What if political ads couldn’t lie?
16 May | ADNEWS
DDB Sydney chief creative officer Ben Welsh examines how different political advertising might be if parties were forced to abide by the same rules as brands and agencies.
“The trouble with their car is that the wheels will fall off as soon as you drive away.”
“You can’t trust their numbers. They say it’s economical, but they’ve always made gas guzzlers.”
“Our cars are better. They’re made better. Look better and last better.”
Imagine if car advertising was like political advertising. Rival marques throwing mud at each other, making defamatory claims, creating an environment where anyone looking for a new car might be tempted to get the bus.

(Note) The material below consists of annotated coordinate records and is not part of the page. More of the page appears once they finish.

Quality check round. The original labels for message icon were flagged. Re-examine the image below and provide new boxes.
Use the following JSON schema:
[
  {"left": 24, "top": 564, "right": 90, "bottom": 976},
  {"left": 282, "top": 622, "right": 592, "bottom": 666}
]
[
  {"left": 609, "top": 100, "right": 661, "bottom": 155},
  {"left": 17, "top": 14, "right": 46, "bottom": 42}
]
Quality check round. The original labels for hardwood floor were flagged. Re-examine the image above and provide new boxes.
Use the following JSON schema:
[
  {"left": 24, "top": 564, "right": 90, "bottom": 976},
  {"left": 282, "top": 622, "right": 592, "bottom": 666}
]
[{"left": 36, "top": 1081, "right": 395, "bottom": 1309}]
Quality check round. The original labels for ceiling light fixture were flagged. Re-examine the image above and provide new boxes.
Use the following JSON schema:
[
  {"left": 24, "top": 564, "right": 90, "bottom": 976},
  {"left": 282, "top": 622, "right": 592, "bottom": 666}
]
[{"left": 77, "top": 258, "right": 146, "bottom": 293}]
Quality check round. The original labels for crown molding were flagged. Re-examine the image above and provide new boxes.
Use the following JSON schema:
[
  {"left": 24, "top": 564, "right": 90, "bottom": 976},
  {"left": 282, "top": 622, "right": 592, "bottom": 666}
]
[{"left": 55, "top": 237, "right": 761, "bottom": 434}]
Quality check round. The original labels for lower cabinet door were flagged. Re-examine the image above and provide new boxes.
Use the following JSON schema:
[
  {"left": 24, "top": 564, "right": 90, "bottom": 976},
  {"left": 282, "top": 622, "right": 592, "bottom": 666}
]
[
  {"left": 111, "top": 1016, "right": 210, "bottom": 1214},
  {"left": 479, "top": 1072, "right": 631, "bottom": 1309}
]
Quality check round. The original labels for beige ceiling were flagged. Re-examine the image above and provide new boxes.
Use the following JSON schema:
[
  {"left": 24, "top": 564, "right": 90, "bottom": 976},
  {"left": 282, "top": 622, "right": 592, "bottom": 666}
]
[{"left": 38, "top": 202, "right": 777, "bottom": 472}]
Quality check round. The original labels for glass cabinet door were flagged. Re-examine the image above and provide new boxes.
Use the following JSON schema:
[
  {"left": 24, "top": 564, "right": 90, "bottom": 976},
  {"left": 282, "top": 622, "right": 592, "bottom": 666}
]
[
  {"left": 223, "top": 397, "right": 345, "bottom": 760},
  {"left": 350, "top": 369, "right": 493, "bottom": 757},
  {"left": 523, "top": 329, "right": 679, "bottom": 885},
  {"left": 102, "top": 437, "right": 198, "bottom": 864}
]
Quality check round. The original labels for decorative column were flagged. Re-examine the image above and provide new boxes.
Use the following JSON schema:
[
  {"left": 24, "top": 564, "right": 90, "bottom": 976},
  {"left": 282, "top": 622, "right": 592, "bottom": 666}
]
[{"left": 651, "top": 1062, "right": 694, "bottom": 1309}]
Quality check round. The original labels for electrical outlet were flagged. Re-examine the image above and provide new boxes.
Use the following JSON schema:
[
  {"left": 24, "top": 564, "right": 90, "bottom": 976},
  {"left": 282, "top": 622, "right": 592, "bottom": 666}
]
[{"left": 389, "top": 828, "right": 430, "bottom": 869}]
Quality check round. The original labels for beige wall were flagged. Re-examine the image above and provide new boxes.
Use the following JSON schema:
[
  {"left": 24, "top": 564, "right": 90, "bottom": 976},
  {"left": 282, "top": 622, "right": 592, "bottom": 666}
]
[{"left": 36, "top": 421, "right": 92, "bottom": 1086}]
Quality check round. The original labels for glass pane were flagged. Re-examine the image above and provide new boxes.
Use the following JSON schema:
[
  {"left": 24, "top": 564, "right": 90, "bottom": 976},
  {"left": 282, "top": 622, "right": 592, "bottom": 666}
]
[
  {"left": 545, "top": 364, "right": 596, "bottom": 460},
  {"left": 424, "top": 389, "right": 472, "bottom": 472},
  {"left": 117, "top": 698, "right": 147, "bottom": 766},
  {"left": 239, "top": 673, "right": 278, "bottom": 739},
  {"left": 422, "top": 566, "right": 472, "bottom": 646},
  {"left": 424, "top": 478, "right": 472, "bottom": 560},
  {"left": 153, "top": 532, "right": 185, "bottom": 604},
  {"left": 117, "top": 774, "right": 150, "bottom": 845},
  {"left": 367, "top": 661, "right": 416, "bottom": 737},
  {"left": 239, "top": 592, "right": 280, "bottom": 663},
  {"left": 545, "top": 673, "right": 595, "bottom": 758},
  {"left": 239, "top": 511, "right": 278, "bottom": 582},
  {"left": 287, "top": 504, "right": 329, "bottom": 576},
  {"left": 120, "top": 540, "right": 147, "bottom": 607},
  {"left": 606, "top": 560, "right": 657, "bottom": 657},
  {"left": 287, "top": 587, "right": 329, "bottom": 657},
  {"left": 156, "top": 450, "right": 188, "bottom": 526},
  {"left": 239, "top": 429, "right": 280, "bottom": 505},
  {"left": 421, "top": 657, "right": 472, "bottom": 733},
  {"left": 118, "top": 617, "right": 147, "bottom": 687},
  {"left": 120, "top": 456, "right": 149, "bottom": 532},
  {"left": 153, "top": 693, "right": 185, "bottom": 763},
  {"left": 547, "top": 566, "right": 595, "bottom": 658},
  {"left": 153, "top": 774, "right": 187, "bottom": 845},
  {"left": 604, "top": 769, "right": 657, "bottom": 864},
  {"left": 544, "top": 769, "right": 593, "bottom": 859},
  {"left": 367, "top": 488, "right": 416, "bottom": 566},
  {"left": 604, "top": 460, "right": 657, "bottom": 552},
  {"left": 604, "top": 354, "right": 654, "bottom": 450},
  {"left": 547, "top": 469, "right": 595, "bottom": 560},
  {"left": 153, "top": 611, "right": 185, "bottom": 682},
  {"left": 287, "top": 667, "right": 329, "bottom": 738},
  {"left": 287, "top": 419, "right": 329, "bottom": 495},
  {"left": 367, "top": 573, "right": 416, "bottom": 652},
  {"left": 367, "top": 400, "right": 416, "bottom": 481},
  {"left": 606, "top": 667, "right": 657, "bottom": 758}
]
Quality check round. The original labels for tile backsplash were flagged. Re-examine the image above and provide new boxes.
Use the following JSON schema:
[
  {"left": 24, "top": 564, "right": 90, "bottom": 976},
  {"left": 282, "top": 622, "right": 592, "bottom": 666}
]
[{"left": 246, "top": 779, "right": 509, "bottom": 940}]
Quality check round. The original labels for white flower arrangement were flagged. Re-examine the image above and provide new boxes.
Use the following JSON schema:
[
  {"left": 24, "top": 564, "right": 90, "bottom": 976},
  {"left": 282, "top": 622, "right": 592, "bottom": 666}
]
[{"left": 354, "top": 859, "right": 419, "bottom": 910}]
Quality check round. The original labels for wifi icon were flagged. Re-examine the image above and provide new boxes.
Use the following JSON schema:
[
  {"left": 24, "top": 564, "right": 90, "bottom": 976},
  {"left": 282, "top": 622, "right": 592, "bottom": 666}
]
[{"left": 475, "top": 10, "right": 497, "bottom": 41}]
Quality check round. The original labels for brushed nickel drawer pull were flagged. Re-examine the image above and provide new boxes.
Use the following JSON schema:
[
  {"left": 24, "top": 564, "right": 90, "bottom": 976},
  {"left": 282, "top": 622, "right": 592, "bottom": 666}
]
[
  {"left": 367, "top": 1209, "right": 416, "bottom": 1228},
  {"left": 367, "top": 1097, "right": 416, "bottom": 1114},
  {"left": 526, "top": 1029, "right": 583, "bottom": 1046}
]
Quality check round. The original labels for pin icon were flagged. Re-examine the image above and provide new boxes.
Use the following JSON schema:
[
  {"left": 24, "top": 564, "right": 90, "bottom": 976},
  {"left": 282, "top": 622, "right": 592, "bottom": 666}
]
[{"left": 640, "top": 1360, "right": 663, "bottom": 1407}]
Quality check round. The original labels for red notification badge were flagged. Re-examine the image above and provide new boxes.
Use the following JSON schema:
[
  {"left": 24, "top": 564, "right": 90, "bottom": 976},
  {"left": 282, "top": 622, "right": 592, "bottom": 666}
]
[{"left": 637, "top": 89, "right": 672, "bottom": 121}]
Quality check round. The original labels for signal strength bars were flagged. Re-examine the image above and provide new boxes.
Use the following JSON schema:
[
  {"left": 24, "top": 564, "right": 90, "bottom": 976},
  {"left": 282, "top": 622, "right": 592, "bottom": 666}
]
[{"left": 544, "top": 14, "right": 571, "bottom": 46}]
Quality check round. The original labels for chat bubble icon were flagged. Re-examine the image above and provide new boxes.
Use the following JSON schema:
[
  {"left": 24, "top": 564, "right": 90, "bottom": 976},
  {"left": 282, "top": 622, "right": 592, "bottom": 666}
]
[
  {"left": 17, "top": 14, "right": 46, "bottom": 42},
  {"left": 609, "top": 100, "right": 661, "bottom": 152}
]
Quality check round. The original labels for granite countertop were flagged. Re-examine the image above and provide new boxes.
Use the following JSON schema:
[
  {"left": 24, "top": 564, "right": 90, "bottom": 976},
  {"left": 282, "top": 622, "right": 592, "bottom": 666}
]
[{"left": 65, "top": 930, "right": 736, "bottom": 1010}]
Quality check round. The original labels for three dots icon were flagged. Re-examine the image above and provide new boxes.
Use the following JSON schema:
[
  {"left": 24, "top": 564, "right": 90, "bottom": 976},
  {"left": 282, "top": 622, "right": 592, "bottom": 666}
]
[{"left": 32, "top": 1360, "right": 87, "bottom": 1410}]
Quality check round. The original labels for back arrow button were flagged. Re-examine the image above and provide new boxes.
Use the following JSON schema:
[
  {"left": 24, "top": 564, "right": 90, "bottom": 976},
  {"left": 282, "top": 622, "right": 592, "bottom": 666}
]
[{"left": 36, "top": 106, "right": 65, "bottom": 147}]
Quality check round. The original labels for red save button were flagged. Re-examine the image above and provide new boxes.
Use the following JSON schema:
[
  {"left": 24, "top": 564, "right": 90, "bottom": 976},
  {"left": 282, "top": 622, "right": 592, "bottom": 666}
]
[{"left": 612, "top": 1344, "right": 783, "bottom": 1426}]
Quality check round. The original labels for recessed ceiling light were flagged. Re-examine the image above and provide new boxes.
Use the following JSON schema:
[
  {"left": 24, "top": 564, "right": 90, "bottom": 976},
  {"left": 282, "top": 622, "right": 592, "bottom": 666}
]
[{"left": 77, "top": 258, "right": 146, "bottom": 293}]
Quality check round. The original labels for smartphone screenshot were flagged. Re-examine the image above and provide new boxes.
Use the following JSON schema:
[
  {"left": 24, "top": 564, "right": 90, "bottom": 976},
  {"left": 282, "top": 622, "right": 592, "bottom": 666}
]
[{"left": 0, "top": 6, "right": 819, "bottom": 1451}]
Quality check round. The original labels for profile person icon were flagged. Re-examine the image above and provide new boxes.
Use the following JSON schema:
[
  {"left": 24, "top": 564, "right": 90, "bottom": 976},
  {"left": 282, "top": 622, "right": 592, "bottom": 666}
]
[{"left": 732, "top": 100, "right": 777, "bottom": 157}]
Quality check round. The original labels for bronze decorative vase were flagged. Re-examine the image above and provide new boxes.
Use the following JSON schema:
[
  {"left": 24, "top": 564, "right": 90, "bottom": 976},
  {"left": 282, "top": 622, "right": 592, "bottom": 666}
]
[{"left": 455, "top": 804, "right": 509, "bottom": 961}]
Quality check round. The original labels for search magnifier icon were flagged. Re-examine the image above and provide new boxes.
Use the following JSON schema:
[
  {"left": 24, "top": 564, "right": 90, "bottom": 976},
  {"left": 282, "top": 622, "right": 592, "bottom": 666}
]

Fortunately, car advertising has to abide by a set of rules that discourage such behaviour, so it tends to highlight the positive attributes of the car. And every year, we happily buy close to one million new vehicles.
Back to political advertising which seems to have no effective rules whatsoever. You can promise what you want with no real evidence. You can deride your rivals and re-invent your past achievements. You can promise things so far ahead you have no idea if they are deliverable.
Every three years we go through this circus. Every three years we are forced to make a choice. Every round of it makes us trust the mud-slingers even less.
I suspect that if political advertising was subject to the same rules as regular advertising, we would trust the parties more.